By Tim Nodar, CyberWire senior staff writer
Oct 27, 2023

English-speaking, and willing to make violent threats against its prospective victims.

Octo Tempest: a gang with an international reach.

Microsoft describes “Octo Tempest,” a financially motivated threat actor that uses social engineering to compromise organizations around the world.

Eastern European gangs overcome their reservations about anglophone colleagues.

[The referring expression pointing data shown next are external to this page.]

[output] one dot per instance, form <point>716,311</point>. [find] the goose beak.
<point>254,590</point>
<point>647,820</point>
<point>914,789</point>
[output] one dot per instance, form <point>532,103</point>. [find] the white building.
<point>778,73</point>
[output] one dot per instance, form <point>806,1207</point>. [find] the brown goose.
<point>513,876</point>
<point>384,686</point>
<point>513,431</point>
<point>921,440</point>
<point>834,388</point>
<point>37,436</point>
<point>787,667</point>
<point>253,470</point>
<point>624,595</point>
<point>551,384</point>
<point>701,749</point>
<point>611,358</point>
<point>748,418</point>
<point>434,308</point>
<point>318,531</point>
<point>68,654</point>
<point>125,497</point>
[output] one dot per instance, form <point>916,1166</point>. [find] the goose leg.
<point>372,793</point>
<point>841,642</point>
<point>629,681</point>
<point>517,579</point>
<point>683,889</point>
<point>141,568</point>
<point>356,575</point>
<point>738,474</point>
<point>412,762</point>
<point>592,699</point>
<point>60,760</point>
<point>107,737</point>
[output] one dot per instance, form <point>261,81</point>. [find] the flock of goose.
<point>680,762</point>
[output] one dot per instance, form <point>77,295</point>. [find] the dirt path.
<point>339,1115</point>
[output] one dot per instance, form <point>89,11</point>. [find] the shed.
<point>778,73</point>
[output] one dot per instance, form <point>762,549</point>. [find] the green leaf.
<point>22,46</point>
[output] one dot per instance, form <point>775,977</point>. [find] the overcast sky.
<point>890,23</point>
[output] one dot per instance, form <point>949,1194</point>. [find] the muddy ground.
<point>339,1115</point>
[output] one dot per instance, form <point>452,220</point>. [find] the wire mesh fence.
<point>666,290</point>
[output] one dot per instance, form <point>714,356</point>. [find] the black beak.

“In mid-2023," Microsoft researchers write. "Octo Tempest became an affiliate of ALPHV/BlackCat, a human-operated ransomware as a service (RaaS) operation, and initial victims were extorted for data theft (with no ransomware deployment) using ALPHV Collections leak site. This is notable in that, historically, Eastern European ransomware groups refused to do business with native English-speaking criminals. By June 2023, Octo Tempest started deploying ALPHV/BlackCat ransomware payloads (both Windows and Linux versions) to victims and lately has focused their deployments primarily on VMWare ESXi servers. Octo Tempest progressively broadened the scope of industries targeted for extortion, including natural resources, gaming, hospitality, consumer products, retail, managed service providers, manufacturing, law, technology, and financial services.” Among the gang's victims, the Record points out, was MGM Resorts. At the time of that attack, the group was being called  Scattered Spider0ktapus or UNC3944

Pushing social engineering into violent threats.

One of the more repellent features of Octo Tempest's activity is its willingness to make direct personal threats of violence to bully victims into giving up their credentials. A sample threat reads as follows (and we note that speaking English doesn't mean writing it well--the language is coarse, debased, and primitive): "if we dont get ur [redacted] login in the next 20 minutes were sending a shooter to ur house ur wife is gonna get shot if u dont fold it lmk [redacted] well send shooters to both LOL."

A “spectrum of motives,” but a growing threat actor complexity.

Roger Grimes, data-driven defense evangelist at KnowBe4, notes that similar tactics can be adapted to a range of adversarial purposes. “These are examples of highly sophisticated attacks across the spectrum of possible attacks and motives," he wrote. "Every organization must create its best defense-in-depth cyber defense plan using the best combination of policies, technical defenses, and education, to best mitigate the risk of these attacks. The methods and sophistication of these attacks must be shared to employees. They need lots of examples. Employees need to be able to recognize the various cyber attack methods and be taught how to recognize, mitigate, and appropriately report them. We know that 50% to 90% involve social engineering and 20% to 40% involve unpatched software and firmware, so whatever an organization can do to best fight those two attack methods is where they should likely start.”